Wednesday, June 27, 2007

My 64-bit porting experiences - VI

6. Excessive code-reuse

We have always been instructed to reuse code, as it makes the code more maintainable. But it can sometimes be taken too far (too much of a good thing ?!).

6.1 Objects of different sizes in a union

Class A{
int getVal {return bVal;}
exp *getExpr {return bExpr;}
int hasExpr {return isExpr;}
union {
int bVal;
exp *bExpr;
}
int isExpr;
};

The object of this class ‘A’ can have a data-member that is either a constant value (bVal), or an expression (bExpr) if the value is not constant. When the value is not constant, ‘isExpr’ is set to ‘1’, and the user is expected to use the expression returned by ‘getExpr’ call.

In the following piece of code , ‘obj_a’ is an object of class ‘A’:

int tmp = 0;
exp *tmpExpr = NULL;
if (cond)
tmp = 1;
else
tmp = obj_a->getVal();

if(obj_a->hasExpr())
{
if(tmp == 1)
tmpExpr = createExpr(1);
else
tmpExpr = obj_a->getExpr();
}
else
tmpExpr = createExpr(tmp);

Incorrect values in a testcase, in 64-bit mode, were traced to this piece of code. Even though ‘obj_a’ contained expression (which represented a value other than ‘1’), and ‘cond’ was ‘0’, this code inferred the value represented by ‘obj_a’ to be ‘1’.

Reason: ‘obj_a’ represented an expression, so obj_getVal() should not have been used. But it was called, and it returned ‘1’. In 64-bit mode, the members of the union – int and pointer – have sizes 32 and 64 bits respectively. When the integer value was queried, the higher 32 bits were returned, which constituted ‘1’ in integer value [the pointer was 0x1_hhhh_hhhh]. This code worked without problems in 32-bit, because int and pointer have same size, and a pointer cannot be 0x1.

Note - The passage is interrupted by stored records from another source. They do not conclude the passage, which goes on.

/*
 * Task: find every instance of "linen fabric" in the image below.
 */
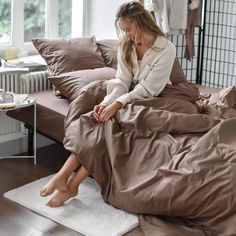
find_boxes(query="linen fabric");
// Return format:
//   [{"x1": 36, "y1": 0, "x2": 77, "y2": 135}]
[
  {"x1": 32, "y1": 36, "x2": 106, "y2": 75},
  {"x1": 48, "y1": 67, "x2": 116, "y2": 101},
  {"x1": 64, "y1": 82, "x2": 236, "y2": 236}
]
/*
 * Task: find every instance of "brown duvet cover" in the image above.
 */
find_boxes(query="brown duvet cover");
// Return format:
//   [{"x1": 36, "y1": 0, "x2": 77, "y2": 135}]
[{"x1": 64, "y1": 81, "x2": 236, "y2": 236}]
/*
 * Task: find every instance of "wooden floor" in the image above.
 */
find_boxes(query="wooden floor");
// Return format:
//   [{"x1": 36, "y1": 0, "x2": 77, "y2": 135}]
[{"x1": 0, "y1": 144, "x2": 142, "y2": 236}]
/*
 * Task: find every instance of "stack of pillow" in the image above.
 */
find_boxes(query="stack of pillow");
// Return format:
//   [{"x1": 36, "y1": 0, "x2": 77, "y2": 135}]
[{"x1": 32, "y1": 36, "x2": 186, "y2": 101}]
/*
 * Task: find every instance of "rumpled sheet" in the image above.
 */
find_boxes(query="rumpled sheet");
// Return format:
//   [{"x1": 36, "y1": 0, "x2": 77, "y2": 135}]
[{"x1": 64, "y1": 81, "x2": 236, "y2": 236}]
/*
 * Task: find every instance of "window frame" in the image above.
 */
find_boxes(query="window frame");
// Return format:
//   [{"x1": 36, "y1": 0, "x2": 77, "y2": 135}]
[{"x1": 0, "y1": 0, "x2": 86, "y2": 54}]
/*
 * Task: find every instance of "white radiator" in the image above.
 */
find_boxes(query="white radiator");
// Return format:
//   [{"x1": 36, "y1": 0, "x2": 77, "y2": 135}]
[
  {"x1": 0, "y1": 71, "x2": 52, "y2": 136},
  {"x1": 20, "y1": 71, "x2": 52, "y2": 93}
]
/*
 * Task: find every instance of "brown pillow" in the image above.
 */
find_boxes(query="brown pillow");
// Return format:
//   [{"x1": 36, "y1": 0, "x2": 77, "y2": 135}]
[
  {"x1": 97, "y1": 39, "x2": 118, "y2": 69},
  {"x1": 170, "y1": 57, "x2": 188, "y2": 85},
  {"x1": 32, "y1": 36, "x2": 105, "y2": 75},
  {"x1": 48, "y1": 67, "x2": 116, "y2": 101}
]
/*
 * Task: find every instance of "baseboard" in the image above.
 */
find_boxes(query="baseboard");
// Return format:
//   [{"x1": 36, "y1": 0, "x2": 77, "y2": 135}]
[{"x1": 0, "y1": 132, "x2": 55, "y2": 159}]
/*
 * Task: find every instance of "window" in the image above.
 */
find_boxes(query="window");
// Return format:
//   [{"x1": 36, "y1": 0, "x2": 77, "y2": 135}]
[
  {"x1": 0, "y1": 0, "x2": 11, "y2": 44},
  {"x1": 0, "y1": 0, "x2": 86, "y2": 53},
  {"x1": 24, "y1": 0, "x2": 45, "y2": 42}
]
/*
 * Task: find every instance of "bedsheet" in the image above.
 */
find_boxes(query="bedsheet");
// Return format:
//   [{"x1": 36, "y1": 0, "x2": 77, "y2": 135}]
[{"x1": 64, "y1": 81, "x2": 236, "y2": 236}]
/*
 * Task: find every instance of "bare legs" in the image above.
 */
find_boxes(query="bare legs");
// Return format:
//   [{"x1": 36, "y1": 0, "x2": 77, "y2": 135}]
[{"x1": 40, "y1": 153, "x2": 89, "y2": 207}]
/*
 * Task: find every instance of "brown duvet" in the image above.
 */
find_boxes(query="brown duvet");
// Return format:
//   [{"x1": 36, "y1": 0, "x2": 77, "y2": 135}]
[{"x1": 64, "y1": 81, "x2": 236, "y2": 236}]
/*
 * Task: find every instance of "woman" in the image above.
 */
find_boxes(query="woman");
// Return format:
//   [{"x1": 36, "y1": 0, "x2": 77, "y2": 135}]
[{"x1": 40, "y1": 1, "x2": 176, "y2": 207}]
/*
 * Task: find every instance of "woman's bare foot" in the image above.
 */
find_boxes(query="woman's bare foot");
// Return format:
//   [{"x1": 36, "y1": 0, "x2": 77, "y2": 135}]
[
  {"x1": 47, "y1": 189, "x2": 78, "y2": 207},
  {"x1": 40, "y1": 174, "x2": 67, "y2": 197}
]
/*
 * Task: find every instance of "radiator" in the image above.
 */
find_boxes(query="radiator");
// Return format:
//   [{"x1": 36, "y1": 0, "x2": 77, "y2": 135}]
[{"x1": 0, "y1": 71, "x2": 52, "y2": 136}]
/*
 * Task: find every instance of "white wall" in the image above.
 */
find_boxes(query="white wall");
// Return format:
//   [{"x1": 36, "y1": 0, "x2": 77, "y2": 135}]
[{"x1": 84, "y1": 0, "x2": 128, "y2": 39}]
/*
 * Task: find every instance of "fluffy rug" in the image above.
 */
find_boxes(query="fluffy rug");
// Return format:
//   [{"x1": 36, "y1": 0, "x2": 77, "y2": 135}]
[{"x1": 4, "y1": 175, "x2": 138, "y2": 236}]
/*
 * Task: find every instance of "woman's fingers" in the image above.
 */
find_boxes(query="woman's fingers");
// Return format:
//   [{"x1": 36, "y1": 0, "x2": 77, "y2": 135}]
[
  {"x1": 97, "y1": 105, "x2": 106, "y2": 115},
  {"x1": 93, "y1": 105, "x2": 107, "y2": 121}
]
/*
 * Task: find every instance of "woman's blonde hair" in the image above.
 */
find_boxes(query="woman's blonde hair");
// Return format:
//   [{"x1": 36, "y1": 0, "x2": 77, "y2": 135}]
[{"x1": 115, "y1": 1, "x2": 165, "y2": 68}]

6.2 Overriding functions through implicit casting

This problem was encountered at many places in the code, in different forms.

A hash-table to hash pointers had been implemented, and widely used. The interface functions to insert new records, or find existing ones, accepted char** arguments (and dereferenced them to obtain the pointer). Later on, there was a requirement to hash integer values as well. Instead of implementing a new hash-table (or even writing new interface functions), the previous table and its interface was reused – by passing int* on the actual. When the interface functions dereferenced the pointer passed at the actual, the resulting value was int, and therefore not a valid address.

Sunday, June 17, 2007

My 64-bit porting experiences -V

5. Use of compatible, but incorrect datatypes

An API function, ‘func1’ returns int*, which actually points to an array of two integers. The part of code that uses this function is as follows:

long *lp = func1(…);
int lval = lp[0];
int rval = lp[1];

The results were correct in 32-bit, because int and long are same size. On 64-bit, the return values were incorrect, because of the difference in size of int and long. ‘lp[0]’ represents a 64-bit value, which contains both the int values that are returned by ‘func1’. When it is assigned to ‘lval’, the lower 32 bits are assigned to ‘lval’, which was the value that needed to be assigned to ‘rval’. ‘lp[1]’ reads next 64 bits from memory and assigns the lower 32 bits of it to ‘rval’. So, ‘lval’ gets incorrect value, while ‘rval’ gets junk.

Sunday, June 10, 2007

My 64-bit porting experiences - IV

4. Masking operations
The following may be considered as example of oversight, or assumption on datatype size. I have made this an independent section, because masking operations are frequently used in C code for fast storage and access of data. Masks are usually implemented through macros, and problems in these macros are difficult to debug.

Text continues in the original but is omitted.